Chanos reopened the hearing at noon and at 2 p.m., and at both sessions, the parties asked for more time. The next scheduled session is today at 2.

Even if all the parties involved hammer out a stipulation that is acceptable to all of them, the three-member PUC would have the final say on whether the agreement is in the best interests of Nevada consumers.

While Hay's office recommended that Sprint get no rate increase, the PUC staff had originally recommended reducing the increase to $24.7 million, which would have resulted in a monthly increase of $1.05 on residential phone bills and no increase on business lines.

The four telecommunications companies did not argue about the amount of Sprint's rates, only its methods of recovering those rates from customers and how that would affect their own operations.

If the PUC were to grant a rate increase to Sprint, Pittsford, N.Y.-based Mpower could become more competitive since its rates are not within the PUC's control. The company, formerly known as MGC Communications Inc., is a distant No. 2 to Sprint in market share in local residential phone service in Southern Nevada. Mpower is operating under Chapter 11 bankruptcy protection and raised its own rates this month.

Pac-West, of Stockton, Calif., and WorldCom, of Austin, Texas, encouraged the PUC to reject a Sprint proposal to increase interstate access rates.

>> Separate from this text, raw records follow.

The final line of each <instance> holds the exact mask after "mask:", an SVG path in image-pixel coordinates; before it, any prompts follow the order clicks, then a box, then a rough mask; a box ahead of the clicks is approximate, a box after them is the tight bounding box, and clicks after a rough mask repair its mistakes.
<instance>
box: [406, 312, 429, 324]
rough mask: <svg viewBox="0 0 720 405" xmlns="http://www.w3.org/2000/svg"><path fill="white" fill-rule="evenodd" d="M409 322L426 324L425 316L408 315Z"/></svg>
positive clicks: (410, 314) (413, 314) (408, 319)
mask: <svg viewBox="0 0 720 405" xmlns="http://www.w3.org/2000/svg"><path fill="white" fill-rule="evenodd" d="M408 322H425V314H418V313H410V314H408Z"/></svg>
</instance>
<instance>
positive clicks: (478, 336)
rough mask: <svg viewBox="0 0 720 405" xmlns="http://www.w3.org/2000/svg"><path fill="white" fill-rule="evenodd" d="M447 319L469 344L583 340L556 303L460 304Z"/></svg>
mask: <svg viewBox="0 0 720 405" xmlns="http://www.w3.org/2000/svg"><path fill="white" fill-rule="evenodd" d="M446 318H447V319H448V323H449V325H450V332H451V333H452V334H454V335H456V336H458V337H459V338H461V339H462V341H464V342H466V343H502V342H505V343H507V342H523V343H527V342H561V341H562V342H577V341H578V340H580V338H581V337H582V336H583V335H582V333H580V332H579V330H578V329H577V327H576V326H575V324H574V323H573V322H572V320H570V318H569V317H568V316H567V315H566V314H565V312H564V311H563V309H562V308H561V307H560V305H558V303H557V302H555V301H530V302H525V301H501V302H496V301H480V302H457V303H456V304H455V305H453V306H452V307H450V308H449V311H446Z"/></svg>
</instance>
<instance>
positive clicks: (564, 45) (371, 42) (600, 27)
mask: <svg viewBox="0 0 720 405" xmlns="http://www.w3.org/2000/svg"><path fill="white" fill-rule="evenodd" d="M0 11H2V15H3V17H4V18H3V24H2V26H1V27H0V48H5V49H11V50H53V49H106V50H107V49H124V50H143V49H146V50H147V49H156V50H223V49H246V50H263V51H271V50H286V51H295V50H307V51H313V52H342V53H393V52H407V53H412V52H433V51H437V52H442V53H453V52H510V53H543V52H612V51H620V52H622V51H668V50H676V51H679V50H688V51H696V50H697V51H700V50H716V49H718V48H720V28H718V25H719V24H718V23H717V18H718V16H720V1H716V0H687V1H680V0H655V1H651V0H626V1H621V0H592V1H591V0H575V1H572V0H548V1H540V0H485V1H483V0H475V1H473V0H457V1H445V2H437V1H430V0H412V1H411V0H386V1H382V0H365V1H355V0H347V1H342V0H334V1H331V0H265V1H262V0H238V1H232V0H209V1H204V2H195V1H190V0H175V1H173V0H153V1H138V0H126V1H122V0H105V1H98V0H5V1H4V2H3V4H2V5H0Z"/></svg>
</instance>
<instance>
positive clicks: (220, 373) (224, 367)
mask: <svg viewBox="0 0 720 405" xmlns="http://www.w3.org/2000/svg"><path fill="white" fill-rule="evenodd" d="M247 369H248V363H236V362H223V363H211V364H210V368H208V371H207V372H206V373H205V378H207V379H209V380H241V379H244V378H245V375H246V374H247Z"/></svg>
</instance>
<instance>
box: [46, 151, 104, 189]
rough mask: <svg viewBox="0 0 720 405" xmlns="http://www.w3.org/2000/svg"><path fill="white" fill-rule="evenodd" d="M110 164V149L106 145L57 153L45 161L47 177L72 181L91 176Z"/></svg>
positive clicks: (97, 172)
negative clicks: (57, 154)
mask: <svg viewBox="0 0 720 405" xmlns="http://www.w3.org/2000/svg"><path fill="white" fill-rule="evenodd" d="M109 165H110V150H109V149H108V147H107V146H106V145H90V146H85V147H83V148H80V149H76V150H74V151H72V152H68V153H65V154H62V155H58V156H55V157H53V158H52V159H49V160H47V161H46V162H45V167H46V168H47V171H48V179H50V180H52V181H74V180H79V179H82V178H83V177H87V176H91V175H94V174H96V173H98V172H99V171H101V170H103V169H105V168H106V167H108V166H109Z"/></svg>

Cox Nevada, a subsidiary of Cox Communications Inc., the largest cable television provider in Las Vegas, does not compete in the telephone industry in Southern Nevada, but does have customers that use its broadband cable network for Internet access. Cox's sister companies in California and Arizona provide local phone service in those states.

The Greenspun family, owner of the Las Vegas Sun, holds a minority stake in the local Cox operation.